Das Hillsborough-Disaster
Murdochs Hetztruppe war einen Schritt zu weit gegangen: Vier Tage nach dem Desaster im Hillsborough-Fußballstadion, bei dem 96 Zuschauer starben, erschien ein Artikel mit der Überschrift »The Truth«: Während die Aufklärung noch lief (allerdings brauchten auch die Behörden 27 Jahre und eine gegen Widerstände eingesetzte Untersuchungskommission, um die Wahrheit ans Licht zu bringen: dass Ordnungskräfte und Organisatoren des Spiels Schuld an der Tragödie gewesen waren und eben nicht nicht die Fußballfans. Außerdem hatten Polizisten Aussagen unterschlagen bzw. gefälscht), wurde in dem Blatt behauptet, Liverpool-Fans hätten Rettungsversuche der Polizei behindert, Betroffene beraubt und sogar auf Opfer uriniert.
Don’t Buy the Sun
»Don’t buy the Sun« lautete daraufhin der Slogan, der in der Stadt fast flächendeckend befolgt wurde. Zumal die Meinungsmacher Murdochs auch noch ungeschickt agierten: Erst 15 Jahre nach der Tragödie rang man sich zu einer Entschuldigung durch. Da jedoch der verantwortliche Chefredakteur Kelvin MacKenzie weiterhin sagte: »Ich habe es damals nicht bereut und bereue es bis heute nicht«, wusste man, was man von dieser »Entschuldigung« zu halten hatte und hält bis heute gesunden Abstand zu dem Drecksblatt. Und damit das nicht vergessen wird, tauchen immer mal wieder Banner auf, die daran erinnern. »Never Forget«, lautet dauerhaft die Aufforderung im Pub Ye Cracke (Siehe den Post hier), und gemeint ist nicht nur das Andenken an die Toten.

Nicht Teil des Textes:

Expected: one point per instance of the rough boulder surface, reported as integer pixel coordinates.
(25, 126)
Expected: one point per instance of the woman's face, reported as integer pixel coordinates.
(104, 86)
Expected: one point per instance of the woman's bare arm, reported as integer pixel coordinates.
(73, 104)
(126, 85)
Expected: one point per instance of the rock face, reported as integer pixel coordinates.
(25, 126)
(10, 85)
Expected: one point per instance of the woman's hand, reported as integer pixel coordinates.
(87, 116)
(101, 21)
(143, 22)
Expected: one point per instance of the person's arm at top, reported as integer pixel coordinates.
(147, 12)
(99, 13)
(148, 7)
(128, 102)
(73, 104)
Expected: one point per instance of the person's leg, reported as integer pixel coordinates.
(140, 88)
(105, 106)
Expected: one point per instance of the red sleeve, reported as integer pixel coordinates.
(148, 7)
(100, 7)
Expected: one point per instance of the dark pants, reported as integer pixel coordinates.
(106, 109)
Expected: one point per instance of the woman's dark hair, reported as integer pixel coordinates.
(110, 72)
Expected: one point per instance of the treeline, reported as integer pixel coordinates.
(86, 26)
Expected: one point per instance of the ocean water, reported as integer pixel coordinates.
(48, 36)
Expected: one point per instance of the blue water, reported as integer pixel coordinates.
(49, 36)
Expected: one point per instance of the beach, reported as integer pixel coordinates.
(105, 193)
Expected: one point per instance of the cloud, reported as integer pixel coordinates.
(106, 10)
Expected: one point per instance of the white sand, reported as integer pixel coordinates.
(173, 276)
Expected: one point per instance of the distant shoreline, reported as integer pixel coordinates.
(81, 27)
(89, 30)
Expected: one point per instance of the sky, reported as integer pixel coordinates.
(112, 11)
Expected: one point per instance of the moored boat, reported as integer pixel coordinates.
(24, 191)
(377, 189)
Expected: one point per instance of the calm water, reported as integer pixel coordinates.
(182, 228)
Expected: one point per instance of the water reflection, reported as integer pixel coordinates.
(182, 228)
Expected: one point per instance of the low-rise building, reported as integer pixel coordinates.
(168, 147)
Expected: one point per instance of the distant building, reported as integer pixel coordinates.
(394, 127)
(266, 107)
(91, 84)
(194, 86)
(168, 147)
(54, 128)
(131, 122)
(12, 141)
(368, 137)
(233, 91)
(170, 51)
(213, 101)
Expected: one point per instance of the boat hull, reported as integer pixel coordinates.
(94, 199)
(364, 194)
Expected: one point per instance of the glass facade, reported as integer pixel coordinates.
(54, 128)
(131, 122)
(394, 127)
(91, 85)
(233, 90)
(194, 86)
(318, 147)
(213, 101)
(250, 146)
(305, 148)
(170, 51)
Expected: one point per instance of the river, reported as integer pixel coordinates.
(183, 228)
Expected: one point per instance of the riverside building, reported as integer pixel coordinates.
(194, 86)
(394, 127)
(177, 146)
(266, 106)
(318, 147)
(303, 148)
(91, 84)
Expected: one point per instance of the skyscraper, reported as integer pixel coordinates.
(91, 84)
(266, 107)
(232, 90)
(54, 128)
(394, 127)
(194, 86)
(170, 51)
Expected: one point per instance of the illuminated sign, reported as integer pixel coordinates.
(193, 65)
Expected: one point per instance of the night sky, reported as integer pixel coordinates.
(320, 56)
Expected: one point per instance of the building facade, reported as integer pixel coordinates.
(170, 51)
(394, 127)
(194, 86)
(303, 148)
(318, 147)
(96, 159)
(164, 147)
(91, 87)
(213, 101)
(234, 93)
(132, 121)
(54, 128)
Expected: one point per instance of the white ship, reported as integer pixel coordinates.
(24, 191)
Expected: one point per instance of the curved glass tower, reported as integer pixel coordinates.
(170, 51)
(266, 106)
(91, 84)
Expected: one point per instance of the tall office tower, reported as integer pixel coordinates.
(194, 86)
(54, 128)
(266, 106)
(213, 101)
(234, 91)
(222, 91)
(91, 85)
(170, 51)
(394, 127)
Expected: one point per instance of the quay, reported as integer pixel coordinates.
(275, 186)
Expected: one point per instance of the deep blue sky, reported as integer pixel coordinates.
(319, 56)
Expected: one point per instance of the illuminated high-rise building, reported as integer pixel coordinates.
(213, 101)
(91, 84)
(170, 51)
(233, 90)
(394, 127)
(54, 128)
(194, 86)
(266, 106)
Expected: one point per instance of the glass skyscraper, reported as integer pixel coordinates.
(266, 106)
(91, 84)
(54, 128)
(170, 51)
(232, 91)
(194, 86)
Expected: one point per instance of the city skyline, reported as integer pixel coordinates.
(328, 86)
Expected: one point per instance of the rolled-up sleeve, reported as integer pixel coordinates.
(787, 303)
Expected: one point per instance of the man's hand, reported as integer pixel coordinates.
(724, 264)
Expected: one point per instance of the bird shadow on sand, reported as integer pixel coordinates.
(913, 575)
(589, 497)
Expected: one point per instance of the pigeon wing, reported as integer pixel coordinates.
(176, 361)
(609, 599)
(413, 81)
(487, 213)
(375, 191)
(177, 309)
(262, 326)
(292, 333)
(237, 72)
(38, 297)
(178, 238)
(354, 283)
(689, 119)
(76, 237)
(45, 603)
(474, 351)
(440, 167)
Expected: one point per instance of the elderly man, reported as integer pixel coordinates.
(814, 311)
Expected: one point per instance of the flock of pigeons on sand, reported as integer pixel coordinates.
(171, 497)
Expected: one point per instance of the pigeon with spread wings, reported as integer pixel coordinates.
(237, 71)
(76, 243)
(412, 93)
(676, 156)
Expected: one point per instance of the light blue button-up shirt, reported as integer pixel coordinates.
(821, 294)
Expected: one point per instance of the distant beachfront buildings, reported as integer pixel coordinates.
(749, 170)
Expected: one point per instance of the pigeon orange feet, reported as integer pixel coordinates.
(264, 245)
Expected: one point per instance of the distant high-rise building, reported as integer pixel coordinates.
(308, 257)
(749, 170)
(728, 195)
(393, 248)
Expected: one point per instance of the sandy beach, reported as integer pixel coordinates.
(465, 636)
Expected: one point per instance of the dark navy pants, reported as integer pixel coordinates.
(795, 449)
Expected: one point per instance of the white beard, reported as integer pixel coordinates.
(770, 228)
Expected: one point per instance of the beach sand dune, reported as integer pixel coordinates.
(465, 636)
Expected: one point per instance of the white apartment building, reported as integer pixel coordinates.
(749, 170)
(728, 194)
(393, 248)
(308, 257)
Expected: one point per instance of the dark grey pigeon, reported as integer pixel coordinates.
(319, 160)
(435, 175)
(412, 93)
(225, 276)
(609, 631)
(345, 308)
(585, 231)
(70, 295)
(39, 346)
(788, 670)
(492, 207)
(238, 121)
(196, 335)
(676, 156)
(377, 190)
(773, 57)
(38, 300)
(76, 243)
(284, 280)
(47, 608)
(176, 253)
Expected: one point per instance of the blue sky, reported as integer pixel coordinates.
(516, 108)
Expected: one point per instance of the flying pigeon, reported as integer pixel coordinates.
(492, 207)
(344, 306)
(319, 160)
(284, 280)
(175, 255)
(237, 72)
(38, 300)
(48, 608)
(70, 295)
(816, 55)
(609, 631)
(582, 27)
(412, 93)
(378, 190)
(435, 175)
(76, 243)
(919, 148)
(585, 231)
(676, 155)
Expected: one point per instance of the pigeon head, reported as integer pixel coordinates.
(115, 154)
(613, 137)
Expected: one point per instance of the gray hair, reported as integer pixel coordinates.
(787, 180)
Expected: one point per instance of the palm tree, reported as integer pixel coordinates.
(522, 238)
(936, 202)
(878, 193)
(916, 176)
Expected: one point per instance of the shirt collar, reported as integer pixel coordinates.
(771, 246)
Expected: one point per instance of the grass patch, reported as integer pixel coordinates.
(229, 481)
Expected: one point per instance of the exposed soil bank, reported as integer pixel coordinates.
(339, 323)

2 Antworten zu “Widerständiges Liverpool”
Mir fällt da hier auch ein Blatt ein. Aber der Aufruf wäre wahrscheinlich folgenlos. Und wenn ein stellvertretende Chefredakteur von besagtem Blatt zu einem an sich guten Nachrichtenmagazin wechseln kann, also schlicht toleriert wird was, er einst vertrat, dann weiß ich ja nicht. Nein, es war nicht derselbe Verlag.
Ja, dieses Blatt verabscheue ich auch. Aber gegen die Sun ist es so etwas wie die FAZ…
Aber ja, dass solch ein Boykott-Aufruf wirklich befolgt wird, über Jahrzehnte hinweg, das ist schon echt was Besonderes.